Adam chuckled from across the hall. Tosh had turned her eyes to him. “Just found it amusing is all,” Adam had told her.

“I wonder what Mister James might think about all of this,” Alice had said. “We've never had...
trouble
like this,” she had finished quietly.

“Mister James is your husband?” Adam had asked kindly.

He tended to snap at people and then regret it after. He was so big that he scared people when he did that. Six foot three, and at two hundred and ninety, very close to three hundred pounds, but he was really an easy going soul, Tosh knew. He had been trying to make up for snapping at the old woman a few seconds before.

“No, dear, our doorman. He's not supposed to let anyone in at all.” She had clutched at her throat and the collar of her housecoat once more.

Tosh had looked at Adam. He had opened his mouth and then closed it. She had turned her eyes to Alice. “Alice... Alice, they got him. They got your Mister James... I'm sorry,” she had told her.

Alice had blinked. “I see. Well he'll probably lose his job if he's... well if he's
un
able to do it,” she had looked at Tosh. “Do you think he's unable to do it?”

Tosh nodded. “I'm pretty sure,” She had said.

“Well, I wonder who will do it then?”

The silence had held in the hallway for a short time and Adam broke it. “Do you think you might want to come over here with us? We're going to try to ride this out. Can't last forever, right?” He had finished with the lock-set, swung open the door and looked into the gloomy interior of Amanda Bynes' apartment. He turned back to face her.

“No. Thank you, but I have always lived alone, and I can't see changing it now. Have you seen these gangs of people? I saw it on the T.V. before it quit working.” She had peered up at Adam.

“Yeah. We've seen them. Had to fight our way through them.” His hand had come up and scrubbed at his face and the beard that was beginning to grow there.
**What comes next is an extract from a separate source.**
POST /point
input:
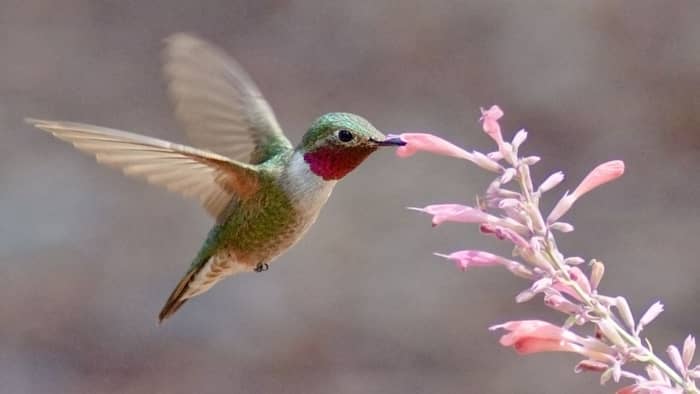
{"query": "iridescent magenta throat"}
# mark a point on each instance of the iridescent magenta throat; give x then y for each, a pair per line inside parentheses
(333, 163)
Alice had nodded. Her long robe lifted at floor level and a small white dog had stuck his head out from under the hem and looked up at Adam and Tosh. Alice followed their eyes down. “Ge-boo,” she had said. The dog looked up at her and then slipped his head back under the hem of the robe once more. He had poked his nose back out a few seconds later, fixed his eyes on Tosh, and then slipped back under the robe for good. It seemed to Tosh as though it hadn't really happened.

“A dog,” Adam had said.

Alice had nodded. “I have been walking him in the daylight. They said...
the T.V. said...
they don't come out in the daylight. Afraid to be seen or something. They haven't bothered Ge-Boo and me. Have you seen them in the daylight?” She had asked.

“No,” Adam had told her.

“No,” Tosh had agreed. “But you shouldn't go out. There are bad people out there... not just the gangs.”

“You mean people that break into people's houses?” Alice had asked. She had looked from Tosh to Adam.
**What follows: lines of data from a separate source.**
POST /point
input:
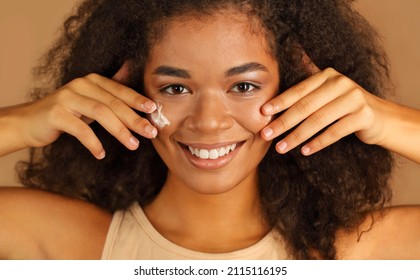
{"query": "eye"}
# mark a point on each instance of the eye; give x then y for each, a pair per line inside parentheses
(174, 90)
(245, 88)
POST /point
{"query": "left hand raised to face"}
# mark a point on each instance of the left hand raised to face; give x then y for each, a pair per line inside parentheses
(328, 100)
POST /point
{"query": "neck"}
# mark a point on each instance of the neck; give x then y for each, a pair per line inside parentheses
(213, 223)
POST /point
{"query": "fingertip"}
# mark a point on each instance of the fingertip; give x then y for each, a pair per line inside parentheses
(148, 106)
(267, 109)
(101, 155)
(281, 147)
(267, 133)
(306, 151)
“Yeah, well, okay,” Adam had agreed. “Just be careful... Alice,” He had added her name as an afterthought. “Tosh,” Tosh had nodded at Alice and then stepped into Amanda Bynes' apartment.

Now she looked out over the fires burning in Jersey. The air was full of ash and smoke. It seemed like it was always now. She turned and went back into the apartment, sliding the balcony door shut behind her.